The bacterial strains L2–21 and T3WBe13 were isolated from human fecal samples from a healthy adult male consuming a vegetarian diet who had not taken any antibiotics or other medication known to influence the human colonic microbiota for a period of more than 3 months prior to providing the samples. Strain L2–21 was isolated in 1995 as described previously [76]. T3WBe13 was isolated from another fecal sample from the same donor 22 years later.
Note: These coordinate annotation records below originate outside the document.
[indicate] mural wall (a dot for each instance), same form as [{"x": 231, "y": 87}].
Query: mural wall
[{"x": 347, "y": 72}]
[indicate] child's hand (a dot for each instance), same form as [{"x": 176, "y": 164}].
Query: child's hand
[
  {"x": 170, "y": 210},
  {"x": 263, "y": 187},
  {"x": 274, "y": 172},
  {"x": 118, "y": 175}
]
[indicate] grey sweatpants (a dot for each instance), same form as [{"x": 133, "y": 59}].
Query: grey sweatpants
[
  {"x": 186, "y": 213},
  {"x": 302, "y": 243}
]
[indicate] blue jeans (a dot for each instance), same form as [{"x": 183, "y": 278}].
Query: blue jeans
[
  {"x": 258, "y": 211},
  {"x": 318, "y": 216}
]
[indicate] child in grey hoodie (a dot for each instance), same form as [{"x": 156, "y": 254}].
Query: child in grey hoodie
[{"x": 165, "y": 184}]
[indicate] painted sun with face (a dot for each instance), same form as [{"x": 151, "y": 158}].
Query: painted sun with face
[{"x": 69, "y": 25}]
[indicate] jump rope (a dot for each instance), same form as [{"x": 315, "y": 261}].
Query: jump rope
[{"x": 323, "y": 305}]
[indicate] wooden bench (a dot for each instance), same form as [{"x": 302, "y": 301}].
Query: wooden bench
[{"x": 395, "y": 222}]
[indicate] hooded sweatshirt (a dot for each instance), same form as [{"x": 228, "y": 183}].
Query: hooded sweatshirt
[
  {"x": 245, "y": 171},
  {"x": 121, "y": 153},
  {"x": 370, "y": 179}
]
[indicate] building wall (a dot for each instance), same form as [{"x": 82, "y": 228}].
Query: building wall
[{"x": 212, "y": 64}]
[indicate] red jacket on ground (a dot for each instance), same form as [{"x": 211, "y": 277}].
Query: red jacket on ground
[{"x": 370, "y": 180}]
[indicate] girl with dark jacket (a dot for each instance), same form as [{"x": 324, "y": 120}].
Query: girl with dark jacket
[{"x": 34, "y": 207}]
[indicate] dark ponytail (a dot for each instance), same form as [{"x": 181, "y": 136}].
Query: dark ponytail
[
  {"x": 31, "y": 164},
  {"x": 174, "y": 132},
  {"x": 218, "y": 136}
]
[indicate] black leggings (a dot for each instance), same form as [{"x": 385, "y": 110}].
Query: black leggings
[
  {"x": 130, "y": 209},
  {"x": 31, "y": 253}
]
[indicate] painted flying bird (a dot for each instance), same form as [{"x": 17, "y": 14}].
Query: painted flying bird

It was grown on clarified rumen fluid-based M2 medium [77] containing a range of soluble sugars (M2GSC containing glucose, cellobiose, and soluble starch, 0.2% final concentration of each) following a 10-fold serial dilution in basal M2 medium (containing 10% clarified rumen fluid) with 100 μl of slurry inoculated into 10-ml volumes of either M2 medium containing 0.2% wheat arabinoxylan (Megazyme) or 0.2% pre-treated bran as described previously [78]. Following 48 h incubation at 37 °C, the samples were enriched for a total of three times on the same medium prior to preparing a 10-fold serial dilution and inoculating roll tubes (M2GSC medium). Single colonies were picked into M2GSC broth. Strains A1–86, T1–815, ATCC 33656, and M104/1 have been described previously.

Genome sequencing

The two genomes isolated and sequenced in this work (L2–21 and T3WBe13) were grown on M2GSC broths. Genomic DNA was extracted using the FastDNA SPIN Kit for Soil (MP Biomedicals). The sequencing libraries were prepared using the NexteraXT DNA Library Preparation Kit (Illumina, California, USA), following the manufacturer’s guidelines. Library quality was assessed using the Caliper LabChip GX (high-throughput bioanalyzer) according to the manufacturer’s instructions. The sequencing was performed on a HiSeq2500 machine (Illumina, California, USA).

Experimental assessment of carbohydrate metabolism

The E. rectale strains were pre-grown overnight on M2GSC medium and inoculated into basal YCFA medium [79] containing individual carbohydrate substrates added at 0.2% w/v concentration. The carbohydrate sources tested were glucose (Sigma-Aldrich), Raffinose (Sigma-Aldrich), arabinan—sugar beet (Megazyme), soluble potato starch (Sigma-Aldrich), d-arabinose (Sigma-Aldrich), l-arabinose (Sigma-Aldrich), beta-glucan (Megazyme), inulin—chicory (Sigma-Aldrich), xylan—oat spelt (Sigma Aldrich), inulin—dahlia (Sigma-Aldrich), and sucrose (Fisher Scientific). As negative controls, cells were grown in basal YCFA with no added carbon sources. In total, 100 μL of each culture was then inoculated from its M2GSC growth medium into single carbohydrate or basal YCFA medium in triplicate under anaerobic conditions using oxygen-free CO2 and incubated at 37 °C. Optical density measurements were taken spectrophotometrically after 48 h at a wavelength of 650 nm (Amersham Pharmacia Biotech, UK).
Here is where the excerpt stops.